Complicating the case is a potential underlying malpractice suit against the hospital and its physicians for allegedly negligently causing the underlying anoxic injury. As such, the longer the patient survived, the greater the potential damages and the more money the patient’s heirs, who were driving the decision to keep the patient alive, are likely to receive.
Further complicating the matter is the American Medical Association’s (AMA) own Code of Medical Ethics, which holds that the concept of futility cannot be meaningfully defined. If one subscribes to this position, termination of life decisions cannot be based upon this concept, and the hospital’s argument that further care would be futile would have to be rejected.
So, what do we do when the patient is not able to make a decision, the family has a significant conflict of interest, and the AMA says that we cannot define futility?

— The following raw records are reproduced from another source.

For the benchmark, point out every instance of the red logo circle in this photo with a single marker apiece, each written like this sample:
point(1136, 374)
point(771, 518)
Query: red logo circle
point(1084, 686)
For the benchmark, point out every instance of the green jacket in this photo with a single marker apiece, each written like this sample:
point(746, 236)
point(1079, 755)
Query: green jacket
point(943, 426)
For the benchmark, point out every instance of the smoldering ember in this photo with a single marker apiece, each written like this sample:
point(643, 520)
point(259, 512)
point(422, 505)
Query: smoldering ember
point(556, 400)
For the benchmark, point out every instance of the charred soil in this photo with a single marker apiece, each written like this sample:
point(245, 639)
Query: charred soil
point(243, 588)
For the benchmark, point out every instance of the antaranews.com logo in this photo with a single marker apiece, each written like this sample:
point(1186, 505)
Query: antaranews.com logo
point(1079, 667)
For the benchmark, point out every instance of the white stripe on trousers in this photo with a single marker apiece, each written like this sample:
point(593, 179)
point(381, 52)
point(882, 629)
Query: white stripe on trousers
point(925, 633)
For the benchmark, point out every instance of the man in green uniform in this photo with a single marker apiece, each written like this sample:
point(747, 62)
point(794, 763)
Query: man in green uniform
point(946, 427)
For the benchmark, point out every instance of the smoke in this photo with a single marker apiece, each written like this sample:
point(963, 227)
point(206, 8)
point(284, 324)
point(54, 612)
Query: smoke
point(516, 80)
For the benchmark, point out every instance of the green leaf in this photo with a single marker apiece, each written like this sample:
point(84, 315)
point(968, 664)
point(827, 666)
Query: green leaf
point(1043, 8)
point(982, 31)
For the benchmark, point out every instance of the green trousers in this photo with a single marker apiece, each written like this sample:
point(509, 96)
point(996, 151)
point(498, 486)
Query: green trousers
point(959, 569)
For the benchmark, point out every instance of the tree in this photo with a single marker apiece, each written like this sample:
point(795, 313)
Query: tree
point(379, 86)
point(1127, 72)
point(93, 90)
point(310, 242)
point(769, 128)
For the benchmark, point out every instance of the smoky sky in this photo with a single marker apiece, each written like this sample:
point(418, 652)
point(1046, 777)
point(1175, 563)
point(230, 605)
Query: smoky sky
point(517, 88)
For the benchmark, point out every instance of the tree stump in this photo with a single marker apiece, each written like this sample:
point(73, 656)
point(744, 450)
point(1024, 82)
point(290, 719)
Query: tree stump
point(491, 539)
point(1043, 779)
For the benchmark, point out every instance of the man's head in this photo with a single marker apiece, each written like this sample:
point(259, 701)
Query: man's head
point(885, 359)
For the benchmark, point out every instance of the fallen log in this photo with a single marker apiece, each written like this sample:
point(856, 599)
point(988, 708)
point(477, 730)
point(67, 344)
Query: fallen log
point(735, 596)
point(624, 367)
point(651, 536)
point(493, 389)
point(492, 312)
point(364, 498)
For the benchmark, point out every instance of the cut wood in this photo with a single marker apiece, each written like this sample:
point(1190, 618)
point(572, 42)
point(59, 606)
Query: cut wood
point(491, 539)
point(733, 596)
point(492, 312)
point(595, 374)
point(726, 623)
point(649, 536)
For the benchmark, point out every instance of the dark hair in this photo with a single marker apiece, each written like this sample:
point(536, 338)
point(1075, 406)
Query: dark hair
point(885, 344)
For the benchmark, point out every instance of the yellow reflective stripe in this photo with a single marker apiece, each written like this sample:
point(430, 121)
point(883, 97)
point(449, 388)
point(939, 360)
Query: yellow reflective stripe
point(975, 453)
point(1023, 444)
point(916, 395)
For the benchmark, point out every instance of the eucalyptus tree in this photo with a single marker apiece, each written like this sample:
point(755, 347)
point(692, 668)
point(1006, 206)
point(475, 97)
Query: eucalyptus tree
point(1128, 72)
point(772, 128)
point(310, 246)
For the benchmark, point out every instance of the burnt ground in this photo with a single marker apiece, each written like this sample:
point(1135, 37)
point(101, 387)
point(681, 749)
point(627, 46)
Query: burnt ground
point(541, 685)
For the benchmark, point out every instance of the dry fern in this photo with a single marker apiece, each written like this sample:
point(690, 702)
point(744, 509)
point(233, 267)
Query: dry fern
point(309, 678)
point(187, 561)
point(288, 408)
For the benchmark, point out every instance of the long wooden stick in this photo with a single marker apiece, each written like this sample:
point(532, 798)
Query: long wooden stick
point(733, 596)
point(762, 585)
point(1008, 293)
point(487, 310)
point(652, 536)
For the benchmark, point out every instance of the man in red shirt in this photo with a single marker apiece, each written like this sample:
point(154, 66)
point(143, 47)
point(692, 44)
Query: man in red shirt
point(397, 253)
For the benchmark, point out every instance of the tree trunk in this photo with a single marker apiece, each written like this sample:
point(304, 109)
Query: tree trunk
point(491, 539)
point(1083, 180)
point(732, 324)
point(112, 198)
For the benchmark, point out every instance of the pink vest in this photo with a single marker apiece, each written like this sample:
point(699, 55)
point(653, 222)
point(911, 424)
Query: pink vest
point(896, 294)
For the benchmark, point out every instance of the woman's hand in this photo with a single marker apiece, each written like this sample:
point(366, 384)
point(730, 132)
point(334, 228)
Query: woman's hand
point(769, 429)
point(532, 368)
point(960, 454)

If we cannot define futility, how do we determine what treatment is reasonable? Do we consider likelihood of recovery, quality of life? If so, who makes the decision, and what are the criteria? Dare we ask, can we also consider cost of treatment?
Since it is unlikely that our politicians will muster the courage to confront these issues, it is likely that these decisions will ultimately fall, on a case-by-case basis, to the best judgment of the physician community.